Le Japon, un pays cher aux Grangeon
Des kanjis (caractères japonais) sur un pan de mur. Le mont Fuji peint sur un autre. Des reproductions de samouraïs à l’intérieur de la maison, ou encore des lampes traditionnelles. Le pays du Soleil-Levant est partout, chez les Grangeon, depuis qu’ils sont revenus d’un voyage en famille, il y a plus de dix ans. Hasard de la vie, c’est à Tokyo que l’une de leur fille vivra ses troisièmes Jeux olympiques, ce qu'aucun sportif calédonien n'a réussi jusqu'ici. Ce samedi 17 juillet, famille et proches se sont réunis pour parler de Lara. Seule manque à l'appel sa mère, Catherine, partie en métropole l'encourager, au plus près.

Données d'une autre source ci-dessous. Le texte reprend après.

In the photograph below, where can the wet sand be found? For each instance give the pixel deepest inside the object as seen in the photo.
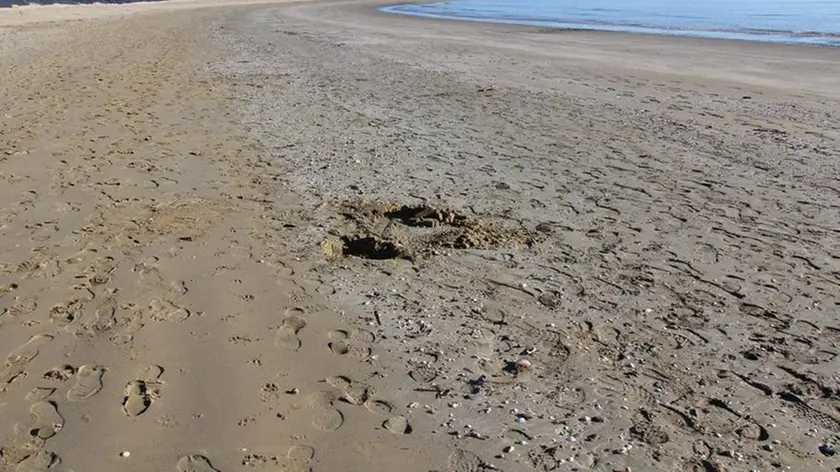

"On l'a eue au téléphone. Elle était en train de s'échauffer pour son dernier entraînement matinal avant le départ", raconte son père, Jean-Paul. "Elle va prendre l'avion pour Tokyo à 13 heures", complète Alexandra, sa petite sœur. Cette dernière est sa plus grande fan. Elle n’a raté aucune de ses grandes compétitions et continue d'être émerveillée. "Ce que j'admire le plus dans sa carrière, c'est que juste après les Jeux de Rio en 2016 [en bassin], elle a changé d'entraîneur et décidé de commencer l'eau libre."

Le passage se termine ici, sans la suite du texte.